Solutions for signal reliability
Recent work has indicated that the handicap principle is not the only possible explanation for the reliability of animal signals and, in fact, several mechanisms — not all of which require excessive production costs — may guarantee that signals continue to be informative over evolutionary time. Indeed, when signalers and recipients are highly related to one another, or when they have minimal conflicting interest, then signals may be cost free,
Another curse of Diversity™: the added expense of signaling mate value to the opposite sex. Maybe this explains why the sexual market of racially/ethnically diversified societies becomes more r-selected over time.
with certain types of ‘pooling equilibria’ emerging in which some signalers of different types employ the same cost-free signal. And even when signalers and recipients have strong conflicts of interest, theoretical models indicate that honesty itself need not be costly: all that is required is that each instance of lying that deviates from the honest equilibrium be met with high costs. Mechanisms for reliability in conflict situations, therefore, typically hinge on the fact that recipients of signals have their own evolutionary interests, so if signals do become unreliable, then it will no longer pay recipients to attend to them.
A big part of the PUA literature is focused on anti-AMOG tactics, which you will need to have if you intend to provoke female (and therefore competitor alpha male) interest with gaudy signaling (peacocking). If you can’t back up your peacocking with a ZFG attitude, you WILL get BTFO by women and men alike.
(Think of the newb PUAlet dressed in a royal purple jacket who gets pressed on his sartorial choice by a hottie and immediately turns red-faced, stammering a weak rationalization for an adventurous style that obviously belies the lack of an adventurous personality.)
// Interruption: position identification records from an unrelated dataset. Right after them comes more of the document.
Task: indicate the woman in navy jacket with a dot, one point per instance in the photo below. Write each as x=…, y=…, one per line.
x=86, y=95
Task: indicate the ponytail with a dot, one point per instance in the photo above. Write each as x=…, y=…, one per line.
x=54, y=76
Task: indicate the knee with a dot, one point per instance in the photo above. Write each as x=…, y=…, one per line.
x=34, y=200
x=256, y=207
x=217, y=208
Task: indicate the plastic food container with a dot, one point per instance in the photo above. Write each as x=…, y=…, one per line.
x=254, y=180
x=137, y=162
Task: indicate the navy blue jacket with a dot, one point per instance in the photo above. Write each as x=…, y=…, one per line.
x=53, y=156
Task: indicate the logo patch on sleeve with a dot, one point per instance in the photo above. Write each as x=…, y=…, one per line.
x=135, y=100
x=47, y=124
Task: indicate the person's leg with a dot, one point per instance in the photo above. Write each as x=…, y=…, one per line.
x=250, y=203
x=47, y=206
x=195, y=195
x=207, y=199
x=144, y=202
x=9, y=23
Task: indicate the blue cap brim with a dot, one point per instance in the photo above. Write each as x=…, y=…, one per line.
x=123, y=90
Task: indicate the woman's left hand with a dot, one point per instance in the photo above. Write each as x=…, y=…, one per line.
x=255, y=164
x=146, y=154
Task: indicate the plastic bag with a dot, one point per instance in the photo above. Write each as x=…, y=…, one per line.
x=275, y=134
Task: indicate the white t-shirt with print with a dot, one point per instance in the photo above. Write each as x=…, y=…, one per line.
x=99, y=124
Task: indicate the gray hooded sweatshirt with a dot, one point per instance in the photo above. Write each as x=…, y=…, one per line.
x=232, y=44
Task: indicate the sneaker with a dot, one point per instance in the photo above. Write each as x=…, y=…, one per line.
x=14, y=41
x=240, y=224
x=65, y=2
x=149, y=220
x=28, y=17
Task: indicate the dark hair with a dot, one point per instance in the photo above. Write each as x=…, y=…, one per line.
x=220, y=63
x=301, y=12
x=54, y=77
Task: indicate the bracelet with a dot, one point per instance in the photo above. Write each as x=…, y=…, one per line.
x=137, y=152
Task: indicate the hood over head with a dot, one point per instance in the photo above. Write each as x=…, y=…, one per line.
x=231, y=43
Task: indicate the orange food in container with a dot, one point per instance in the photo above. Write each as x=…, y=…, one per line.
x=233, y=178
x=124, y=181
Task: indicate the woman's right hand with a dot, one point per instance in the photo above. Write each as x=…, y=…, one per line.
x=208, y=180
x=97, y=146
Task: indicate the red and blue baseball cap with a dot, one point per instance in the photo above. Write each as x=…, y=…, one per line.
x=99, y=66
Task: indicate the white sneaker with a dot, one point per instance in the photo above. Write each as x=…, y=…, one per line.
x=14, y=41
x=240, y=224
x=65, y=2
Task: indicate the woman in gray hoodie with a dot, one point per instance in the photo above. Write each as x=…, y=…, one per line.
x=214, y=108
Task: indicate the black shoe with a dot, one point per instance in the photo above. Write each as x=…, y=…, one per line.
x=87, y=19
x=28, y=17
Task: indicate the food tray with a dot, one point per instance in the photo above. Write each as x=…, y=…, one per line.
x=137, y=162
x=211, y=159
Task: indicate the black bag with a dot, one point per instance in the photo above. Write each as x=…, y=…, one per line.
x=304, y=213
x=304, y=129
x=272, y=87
So the real value in peacocking is that it opens a path to demonstrating grace under pressure. That pressure can come in many forms (typically via sarcastic comments from women or belittling comments from AMOGs). There’s really no point to peacocking — in fact, it can be counter-productive — unless you intend to convert it into charisma currency, ie a proof of concept, a show of alpha male cred.
For instance, I sometimes wear a goofy [X] at the [Xplace], and a few times girls have approached me to comment on [X], to which I have usually replied “I’m glad you like it!” or “you have good taste” if the girl was transparently sarcastic, putting her back on her heels defending herself and/or trying to correct my intentional misinterpretation (and therefore investing herself in my approval). If she was more mean-spirited about it, I’d say “don’t be jealous”. If she was being flirty, I might opt for an equally flirtatious reply: “I bet you say that to all the guys wearing [X]”. If (exceedingly rarely) another man makes a snide remark, I ignore him or quip “I didn’t ask for your fashion advice”. Usually, though, when I get AMOGed it’s in the spirit of frattish good fun, and I laugh along and neg the dude on his “queer eye for the straight guy”.
I don’t always peacock, but when I do it’s Dos Sexist. I have a purpose in mind, which is to trigger women out of their humdrum lives and step into the ring with a Groove Perforator. I expect the backtalk, and so I’m prepared for it, immune to the flustering which catches anxious men off-guard, which means that my “faked” signal of mate value is effective and, in a deeply meta sense, authentic.